Unsupervised Subject Detection via Remote-PPG

Subject detection is a crucial task for camera-based remote healthcare monitoring. Most existing methods in subject detection rely on supervised learning of physical appearance features. However, their performances are highly restricted to the pre-trained appearance model while still suffering from false detection of human-similar objects. In this paper, we propose a novel unsupervised method to detect alive subject in a video using physiological features. Our basic idea originates from the observation that only living skin tissue of a human presents pulse-signals, which can be exploited as the feature to distinguish human skin from non-human surfaces in videos.
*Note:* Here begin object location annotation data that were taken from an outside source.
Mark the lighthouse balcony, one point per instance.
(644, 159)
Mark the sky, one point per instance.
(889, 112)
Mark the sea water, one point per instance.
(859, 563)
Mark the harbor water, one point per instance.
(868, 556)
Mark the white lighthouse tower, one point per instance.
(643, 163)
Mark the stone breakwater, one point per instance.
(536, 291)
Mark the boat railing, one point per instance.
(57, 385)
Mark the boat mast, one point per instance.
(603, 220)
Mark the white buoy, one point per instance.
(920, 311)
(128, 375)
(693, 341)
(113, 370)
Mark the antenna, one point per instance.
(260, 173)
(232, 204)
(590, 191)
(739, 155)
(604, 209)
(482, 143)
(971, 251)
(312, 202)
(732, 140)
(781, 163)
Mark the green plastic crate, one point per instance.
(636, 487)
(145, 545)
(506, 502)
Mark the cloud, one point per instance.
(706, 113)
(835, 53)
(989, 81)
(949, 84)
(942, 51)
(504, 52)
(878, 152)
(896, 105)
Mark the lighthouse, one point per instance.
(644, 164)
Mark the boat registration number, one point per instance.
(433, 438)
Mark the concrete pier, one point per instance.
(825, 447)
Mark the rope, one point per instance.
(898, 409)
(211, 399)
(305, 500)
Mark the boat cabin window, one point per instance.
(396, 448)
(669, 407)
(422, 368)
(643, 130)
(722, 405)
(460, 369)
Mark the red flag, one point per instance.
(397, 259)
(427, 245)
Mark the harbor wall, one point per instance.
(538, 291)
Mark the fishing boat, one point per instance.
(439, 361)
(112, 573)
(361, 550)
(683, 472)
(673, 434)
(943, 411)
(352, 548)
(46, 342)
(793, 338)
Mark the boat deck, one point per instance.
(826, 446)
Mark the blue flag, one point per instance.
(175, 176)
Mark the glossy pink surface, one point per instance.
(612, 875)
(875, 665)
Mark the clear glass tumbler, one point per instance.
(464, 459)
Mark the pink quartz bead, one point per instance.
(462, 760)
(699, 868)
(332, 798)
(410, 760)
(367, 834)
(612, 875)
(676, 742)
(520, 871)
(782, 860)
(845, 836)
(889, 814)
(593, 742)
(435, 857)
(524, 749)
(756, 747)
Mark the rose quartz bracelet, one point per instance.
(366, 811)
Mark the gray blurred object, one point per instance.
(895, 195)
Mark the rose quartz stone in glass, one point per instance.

The proposed VPS method, named Voxel-Pulse-Spectral, consists of three steps: it (1) creates hierarchical voxels across the video for temporally parallel pulse extraction; (2) builds a similarity matrix for hierarchical pulse-signals based on their intrinsic properties; and (3) utilizes incremental sparse matrix decomposition with hierarchical fusion to robustly identify and combine the voxels that correspond to single/multiple subjects. Numerous experiments demonstrate the superior performance of VPS over a state-of-the-art method. On average, VPS improves 82.2% on the precision of skin-region detection; 595.5% on the Pearson correlation and 542.2% on Bland-Altman agreement of instant pulse-rate. ANOVA shows that in all-round evaluations, the improvements of VPS are significant. The proposed method is the first method that uses pulse to robustly detect alive subjects in realistic scenarios, which can be favorably applied for healthcare monitoring.